RAWALPINDI, July 10: The bomb disposal experts of the Civil Defense on Wednesday defused an improvised self-made bomb placed in the street along the wall of government girls’ school in Naya Mohallah, one of the city’s busiest areas.
The alert was triggered when passers-by observed a bomb-like device with wires attached to a blinking digital clock.
It was found outside House#492-B, Street 10 of Nayya Mohallah around 12:15pm.
Responding to the alert, the police arrived on the scene and cordoned off the area while the bomb disposal squad defused what they called a self-made device containing around 500 to 600 grams of high intensity explosives.
A member of the bomb disposal team told Dawn that the bomb was made of explosive elements, gasoline and an ignition system with electric wires attached to a clock, and was packed in ten-inch long plastic pipes wired together.
“We are very lucky to have avoided a possible deadly event in the city. However, no motive has been identified so far,” he said.
Security was tightened after the bomb alert as a large number of people gathered outside the street. Some shopkeepers closed their shops, and the police had to use batons to keep on-lookers away while the bomb disposal team defused the device.
The bomb was placed adjacent to the wall of girls’ school (which was closed for summer vacations) in front of Iftikhar Uddin Khattak’s house.
Mr Iftikhar told reporters that he had no enmity with anyone and had received no life threats so far. However, he claimed the bomb was affixed to the gate of his house, and a threatening sentence “It is a gift for you” was chalked on the gate.
Surprisingly, none of the police or bomb experts who arrived at the scene observed the sentence, and even Iftikhar’s mother could not confirm his version when contacted by Dawn.
Ms Rahat Bibi, Iftikhar’s mother, said the bomb was lying in front of her house and was spotted by passers-by who observed a light blinking on the device and informed other people nearby.
“Had the bomb been hanging with the gate, I would have been the first to spot it since only moments before, I had returned from the market after buying some grocery,” she said.
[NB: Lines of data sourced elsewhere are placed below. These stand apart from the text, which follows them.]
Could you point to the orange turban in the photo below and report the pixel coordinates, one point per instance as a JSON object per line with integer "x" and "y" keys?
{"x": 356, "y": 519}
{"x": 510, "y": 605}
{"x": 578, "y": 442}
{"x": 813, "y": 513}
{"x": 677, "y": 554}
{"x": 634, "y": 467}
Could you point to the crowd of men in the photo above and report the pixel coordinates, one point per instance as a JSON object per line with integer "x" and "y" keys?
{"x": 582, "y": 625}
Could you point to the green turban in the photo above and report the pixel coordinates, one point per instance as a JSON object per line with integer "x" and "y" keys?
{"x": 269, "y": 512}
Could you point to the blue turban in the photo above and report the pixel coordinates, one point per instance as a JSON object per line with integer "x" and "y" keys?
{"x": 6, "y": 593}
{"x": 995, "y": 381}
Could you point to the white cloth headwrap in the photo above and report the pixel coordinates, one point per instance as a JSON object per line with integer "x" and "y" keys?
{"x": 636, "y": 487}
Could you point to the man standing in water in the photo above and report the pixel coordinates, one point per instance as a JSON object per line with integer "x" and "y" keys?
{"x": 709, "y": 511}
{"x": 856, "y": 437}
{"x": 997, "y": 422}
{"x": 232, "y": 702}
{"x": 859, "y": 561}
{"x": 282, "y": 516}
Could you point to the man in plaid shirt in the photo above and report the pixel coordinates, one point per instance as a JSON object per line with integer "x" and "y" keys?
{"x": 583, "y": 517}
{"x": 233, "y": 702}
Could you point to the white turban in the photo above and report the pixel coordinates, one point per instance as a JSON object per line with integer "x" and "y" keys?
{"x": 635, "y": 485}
“In fact it was lying in the street close to a motorbike parked there,” she added.
Ms Rahat Bibi said she lived with her ailing son, his wife and a daughter, who is a special child, and the drawing room of the house had been rented out which was their source of income.
She added that since the bomb was found, she and her children had been in distress.
When Station House Officer (SHO) City, Inspector Mohammad Basharat Abbasi was contacted, he said the bomb was a timed device which was defused by the bomb disposal experts.
He said the bomb’s parts, including the powder and the timer, had been sent to the laboratory for forensic analysis, and a case had been registered under the ¾ Explosives Act against unknown people.
“We are treating the incident as an attempt to create chaos in the city,” he said, adding that, “there were no threats made to a particular person and no such writings were found on the scene.”
However, explosive devices have been used in the past to threaten particular individuals.
Haji Sahib Khan, a businessman from Mohmand Agency who had settled in Rawalpindi, had noticed an explosive device at the gate of his farmhouse in Westridge on September 2012.
A note had been attached to the device, in which Mr Khan had been threatened allegedly by the Tehreek-i-Taliban Pakistan (TTP), and stated “The first gift to Haji Sahib from TTP.”
Likewise, an explosive device was thrown at the clinic of a doctor near Race Course at Peshawar Road, which caused some damage but no causalities were reported. A note found at the doctor’s clinic claimed the blast was the work of the TTP, and later a telephone call came demanding a huge sum of money.